Angina Pectoris: Marginally blocked coronary artery causing a weaker muscle and chest pain
Myocardial Infarction: Completely blocked coronary artery causing the death of a muscle

128
Q

What does the tunica externa include?

A

Collagen for protection

129
Q

What does the tunica media include?

A

Layers of smooth muscle supported by connective tissue

130
Q

What is the epithelium in the tunica intima?

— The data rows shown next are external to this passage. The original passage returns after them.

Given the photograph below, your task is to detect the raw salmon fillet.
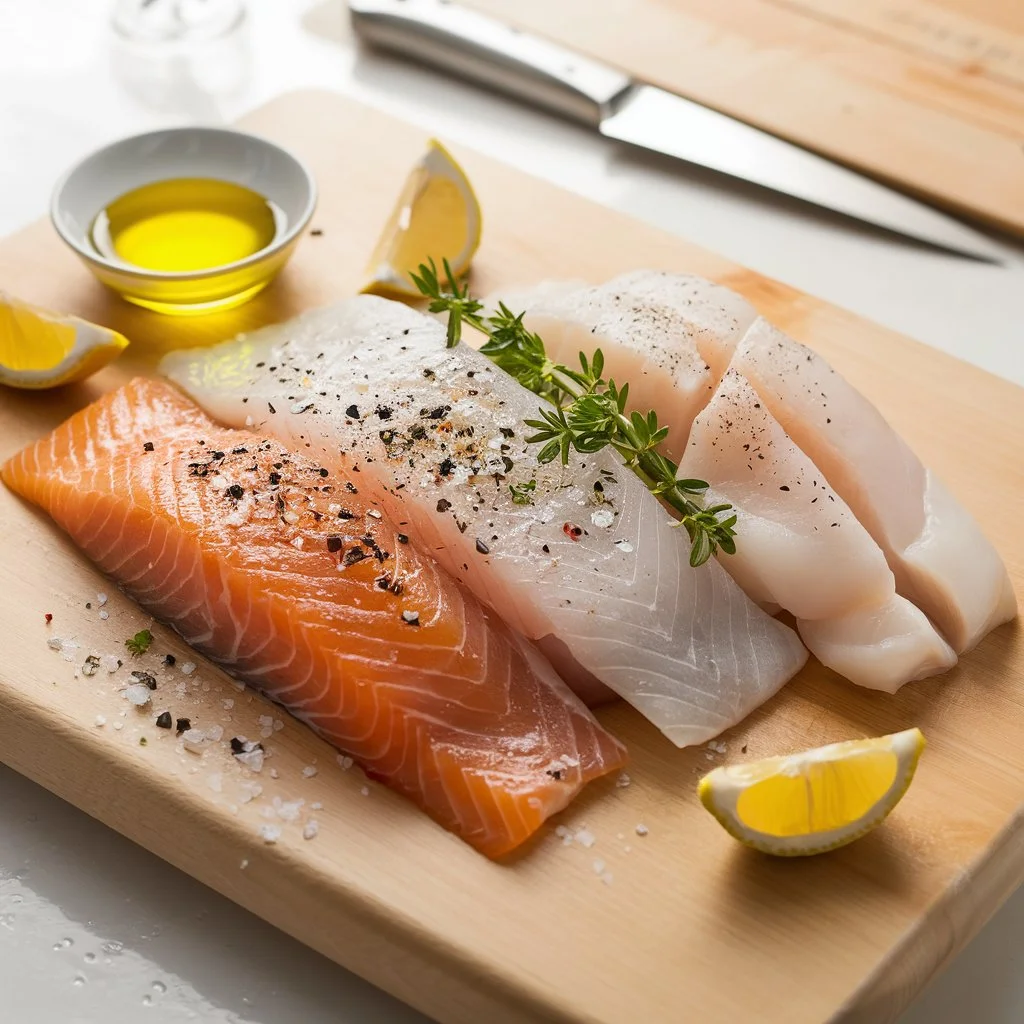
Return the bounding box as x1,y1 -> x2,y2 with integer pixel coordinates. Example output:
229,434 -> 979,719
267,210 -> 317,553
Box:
0,379 -> 626,856
161,295 -> 807,746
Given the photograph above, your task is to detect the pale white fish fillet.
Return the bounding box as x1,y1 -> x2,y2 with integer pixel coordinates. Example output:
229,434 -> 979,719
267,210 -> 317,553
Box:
163,296 -> 807,745
732,318 -> 1017,653
487,270 -> 757,461
679,370 -> 956,692
797,594 -> 956,693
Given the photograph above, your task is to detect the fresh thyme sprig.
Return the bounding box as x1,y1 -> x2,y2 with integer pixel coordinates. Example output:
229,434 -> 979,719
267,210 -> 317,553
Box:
411,260 -> 736,567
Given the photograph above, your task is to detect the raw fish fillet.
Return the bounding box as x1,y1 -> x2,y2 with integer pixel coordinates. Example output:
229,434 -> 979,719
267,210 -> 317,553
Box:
499,270 -> 956,690
163,296 -> 807,745
499,270 -> 758,462
732,318 -> 1017,653
0,380 -> 626,856
679,370 -> 956,692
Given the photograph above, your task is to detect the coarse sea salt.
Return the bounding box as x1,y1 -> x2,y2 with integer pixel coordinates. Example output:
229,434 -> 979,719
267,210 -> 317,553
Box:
124,683 -> 152,708
573,828 -> 597,850
234,748 -> 264,771
239,780 -> 263,804
181,729 -> 206,754
273,797 -> 306,821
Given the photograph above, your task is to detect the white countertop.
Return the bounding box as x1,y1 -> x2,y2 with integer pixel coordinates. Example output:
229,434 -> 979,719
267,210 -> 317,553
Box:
0,0 -> 1024,1024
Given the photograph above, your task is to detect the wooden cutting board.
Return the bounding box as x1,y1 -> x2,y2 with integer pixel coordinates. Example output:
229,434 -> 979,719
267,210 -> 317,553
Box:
0,92 -> 1024,1024
469,0 -> 1024,236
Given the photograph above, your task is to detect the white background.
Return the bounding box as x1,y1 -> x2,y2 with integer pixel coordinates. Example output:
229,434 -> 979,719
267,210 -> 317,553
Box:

What else does it contain?

A

Simple squamous

Layers of connective tissue

131
Q

What are the three types of capillary?

A

Continuous: Least permeable; small space between the capillary and cell
Fenestrated: Increased pores
Einusoid: Super increased pores

132
Q

When does the heart tube begin to form?
Where?
What form?

A

21 days
The pericardial cavity
From cardiogenic mesoderm

133
Q

What three things happen at 23 days?

A

Blood vessel formation
Heart begins to beat
Folding of the heart tube

134
Q

What is the heart tube?

What is is made from?

A

A pair of blood vessels folded together to produce a kink

This kink is formed from 2 sheets of endoderm and makes up the foregut

135
Q

What is the left common cardial vein formed by?

A

Formed by the fusion of two blood vessels and nerves either side of the lungs
Form the pleural and pericardial cavities

136
Q

What does the 1st pharyngeal arch form?

A

Maxillary artery

137
Q

What does the 2nd pharyngeal arch form?

A

Corticotympatic artery

138
Q

What does the 3rd pharyngeal arch form?

A

Common and internal carotid

139
Q

What does the 4th pharyngeal arch form?

A

Left part of the aortic arch

Right part of the right subclavian

140
Q

What does the 6th pharyngeal arch form?

A

Left part of the left pulmonary

Right part of the right pulmonary

141
Q

When are the pharyngeal arches symmetrical?

A

29 days

142
Q

What is it called when the heart loops to the left instead of the right?

A

Dextrocardia

143
Q

Explain how the heart tube develops

A

2 tubes filled with cardiac jelly stick together forming a single chamber with 2 vessels exiting out of the top and bottom.
The heart then loops to the right

144
Q

What are the 3 chambers of the heart during early development?

A

Right and left ventricle

TRUNCUS ARTERIOSUS

145
Q

What is the first wall to partition the atria?

A

Septum primum wall grows from the top and bottom of the endocardial cushion and form a hole known as the foramen ovale

146
Q

What is the second wall to partition the atria?

A

Septum secundum grows adjacent to the first wall and covers the foramen ovale forming a flap

147
Q

What are the 4 defects in tetrology of farrot?

A

Enlarged aorta
Enlarged ventricle
Pulmonary valve constricted
Ventricular septum incomplete

148
Q

How does the truncus arteriosus form 2 tubes from 1?

A

Walls grow from the outside of the tube and fuse in the midline
The walls grow in different orientations forming a spiralling tube
The tubes then separate

149
Q

What two vessels does the truncus arteriosus create?

A

Aorta and pulmonary artery

150
Q

Explain how blood enters the foetus?

A

Umbilical artery –> Ductus venosus –> Inferior vena cava –> Liver –> Heart

151
Q

What are the 2 bypasses in a foetus which prevent blood going to the lungs?

A

Foramen oval in atria

Ductus arteriosis from the pulmonary trunk to the aorta

152
Q

What does the ductus arteriosus form in the adult?

A

Ligamentum arteriosusm

153
Q

What does the foramen oval form in the adult?

A

Fossa ovalis

154
Q

What does the ductus venosus form in the adult?

A

Ligamentum venosum

155
Q

What does the umbilical vein form in the adult?

A

Round ligament of the liver

156
Q

What does the umbilical arteries form in the adult?